Доехал благополучно. В Бухаресте, против вокзала, остановился в каком-то маленьком отеле и, приведя себя в порядок, отправился на трамвае в центр города. Там попал в большое кафе, где встретил несколько знакомых артистов. Кругом русская речь «лилась» точно я находился в Одессе в кондитерской Фанкони.

Красивый город Бухарест. Недаром его называли: «Маленький Париж». В самом центре города — большой, великолепный парк с вековыми деревьями и озерами. Красивые, величественные здания.

Отдав должное французской кухне (в лучших румынских ресторанах — кухня французская), купив нужную мне парфюмерию и другую мелочь, я, на другой день, уехал в Гиюргиво. Добрался туда также благополучно.

Но предстояла — дилемма, как мне пронести купленную парфюмерию. Румыны не препятствовали к вывозу своих изделий. А вот на болгарской таможне — зорко следили и тщательно обыскивали, возвращавшихся с ярмарки. Особенно искали парфюмерию.

Вспомнил, что в Градоначальстве Ионков познакомил меня с одним штатским болгарином, который ежедневно бывал в Гиюргиво и сказал что если мне понадобится, чтобы я обратился к нему.

Мне удалось его разыскать и он помог мне все благополучно пронести. Вероятно, он был полицейский агент. На таможне — свой человек.

В Руссе был Городской театр, с драматической болгарской труппой. А директором театра и режиссером — русский артист Борис Эспе. Он имел при театре хорошую квартиру, где мы с женой часто бывали. Жена Эспе, русская актриса Диевская, была приятельницей моей жены. Всегда у них собиралось много разного народу.

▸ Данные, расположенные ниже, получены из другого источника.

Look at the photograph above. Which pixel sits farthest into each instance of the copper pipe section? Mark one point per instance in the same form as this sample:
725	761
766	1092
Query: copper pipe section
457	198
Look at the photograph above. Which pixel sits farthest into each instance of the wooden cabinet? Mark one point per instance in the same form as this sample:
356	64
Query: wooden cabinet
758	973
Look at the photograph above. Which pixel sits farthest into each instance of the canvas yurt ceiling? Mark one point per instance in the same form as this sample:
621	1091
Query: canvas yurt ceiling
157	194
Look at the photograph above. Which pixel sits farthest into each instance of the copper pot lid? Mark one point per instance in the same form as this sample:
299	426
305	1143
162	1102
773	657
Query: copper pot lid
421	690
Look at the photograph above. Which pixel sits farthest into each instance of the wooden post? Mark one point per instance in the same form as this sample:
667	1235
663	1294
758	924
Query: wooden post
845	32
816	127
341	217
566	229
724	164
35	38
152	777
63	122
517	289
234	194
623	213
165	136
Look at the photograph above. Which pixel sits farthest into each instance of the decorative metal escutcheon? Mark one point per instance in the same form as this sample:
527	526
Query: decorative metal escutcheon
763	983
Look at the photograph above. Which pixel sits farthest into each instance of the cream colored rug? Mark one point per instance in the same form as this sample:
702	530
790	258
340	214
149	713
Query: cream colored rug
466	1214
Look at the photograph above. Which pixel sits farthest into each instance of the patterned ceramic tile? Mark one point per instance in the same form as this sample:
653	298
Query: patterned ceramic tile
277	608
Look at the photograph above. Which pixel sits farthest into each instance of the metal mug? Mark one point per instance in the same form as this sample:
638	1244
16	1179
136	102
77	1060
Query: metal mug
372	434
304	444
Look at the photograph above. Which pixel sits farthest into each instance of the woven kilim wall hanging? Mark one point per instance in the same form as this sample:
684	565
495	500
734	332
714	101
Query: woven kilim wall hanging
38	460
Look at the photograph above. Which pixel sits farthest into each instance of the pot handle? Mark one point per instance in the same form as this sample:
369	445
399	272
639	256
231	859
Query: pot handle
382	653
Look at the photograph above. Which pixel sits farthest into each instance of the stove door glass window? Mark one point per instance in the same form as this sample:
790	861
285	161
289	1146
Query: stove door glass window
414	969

И вот раз я познакомился у них, с приезжим из Софии, Директором Страхового о-ва Ерамовым-Авиан. Он начал меня расспрашивать, что я делаю в Руссе и, недолго думая, предложил мне службу в Страховом обществе в Софии, спросив сколько я хотел-бы получать?

Руссе была не София, где было больше всяких возможностей. Но и менять службу, к слову сказать для меня не плохую, стоило действительно на что-либо лучшее. А потому я назвал ему двойную сумму той, что я получал у Ионковых. И, к моему великому удивлению, он согласился.

СНОВА В СОФИИ

Отделение немецкого страхового о-ва из Дюссельдорфа «Фатерландише унд Ренания», куда я поступил, было открыто в Софии Щегловитовым, сыном Царского министра юстиции. Он числился директором его, но жил больше в Берлине, а делами ведал С. Богоявленский, быв. советник Русского Посольства в Софии. Служили там в большинстве русские.

Щегловитова я знал раньше по Софии. Он был старым знакомым Пионтковской. И, когда приезжал из Берлина, мы с ним постоянно ужинали в ресторане. Это был настоящий русский барин, большой гурман и поклонник женщин. Женат он был на известной Петербургской опереточной примадонне А. Шуваловой.

Приняли меня на новом месте, не очень ласково. Особенно Богоявленский, который думал: не прислан ли я Ерамовым, чтобы его заменить.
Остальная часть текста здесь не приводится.